La délicate et touchante histoire d’une enfant différente partie à la recherche de sa mère – et d’elle-même 

Rose a 15 ans. Elle n’est pas une adolescente comme les autres. Elle ne va pas à l’école mais à « l’institut » car elle est un peu en retard sur son âge. Elle vit dans un appartement en haut d’un immeuble avec sa mère, Rose, maman Rose, et son père, Monsieur Loyal, directeur de cirque. Mais elle vit aussi dans le monde qu’elle s’invente perpétuellement, drapée sa cape noire à doublure fuchsia et accompagnée de ses lapins. Un jour, pour tester l’efficacité de sa cape, elle se jette par la fenêtre ! Après un court séjour à l’hôpital, elle rentre chez elle, mais sa mère n’y est plus. Elle a mystérieusement disparu.
 
Pour établir un parallèle avec le cinéma, on pourrait dire que la réalisation de ce roman est parfaite. L’écriture est lumineuse. Les phrases sont souvent très longues mais on ne s’y perd pas pour autant. Les personnages sont bien construits – particulièrement celui, très complexe, de Rose. Elle est la narratrice du récit. Aux yeux des adultes, c’est une petite fille. Elle ne le comprend pas toujours, mais elle l’accepte et s’en amuse volontiers.

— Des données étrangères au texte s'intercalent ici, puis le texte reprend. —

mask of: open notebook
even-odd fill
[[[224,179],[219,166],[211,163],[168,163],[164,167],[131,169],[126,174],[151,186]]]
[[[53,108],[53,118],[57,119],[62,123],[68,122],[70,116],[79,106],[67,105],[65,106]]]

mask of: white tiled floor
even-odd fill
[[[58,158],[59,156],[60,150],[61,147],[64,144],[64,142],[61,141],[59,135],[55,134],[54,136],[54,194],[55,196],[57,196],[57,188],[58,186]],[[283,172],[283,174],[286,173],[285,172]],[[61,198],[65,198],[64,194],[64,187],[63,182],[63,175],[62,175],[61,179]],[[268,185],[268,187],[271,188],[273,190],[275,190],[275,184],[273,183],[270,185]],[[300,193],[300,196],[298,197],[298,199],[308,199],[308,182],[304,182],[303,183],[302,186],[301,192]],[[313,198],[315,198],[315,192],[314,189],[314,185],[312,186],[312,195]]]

Elle porte un regard d’une extrême lucidité sur ce qu’elle est, sur les rapports qui lient les gens. Elle emploie même régulièrement un langage très cru. Et pourtant elle est une Alice au pays des merveilles contemporaine, assemblant les faits comme un patchwork et inventant leurs histoires.

Reste le scénario. L’histoire n’est pas réellement passionnante. Il faut être attentif si l’on veut démêler le réel de l’imaginaire. On peut même se poser la question de l’utilité de ce roman : à quoi bon voyager dans les méandres du cerveau d’une ado qui de toute façon est décalée ? À moins que l’on ne dénombre plus Rose dans la population ordinaire… Voyons les choses autrement : pour aimer ce livre il faut l’aborder comme un tableau abstrait : en saisir les couleurs, percevoir la sensibilité, l’émotion, la poésie qu’il dégage. Comme à l’égard ce style de peinture, les avis seront tranchés : ennuyeux ou magnifique. Mais c’est aussi cela la littérature : prendre le risque de sortir des sentiers battus quitte à laisser en chemin quelques lecteurs réfractaires.

h.-J. saniez

   
 

Véronique Ovaldé, Déloger l’animal, Actes Sud coll. « Domaine français », 2005, 167 p. – 17,80 €.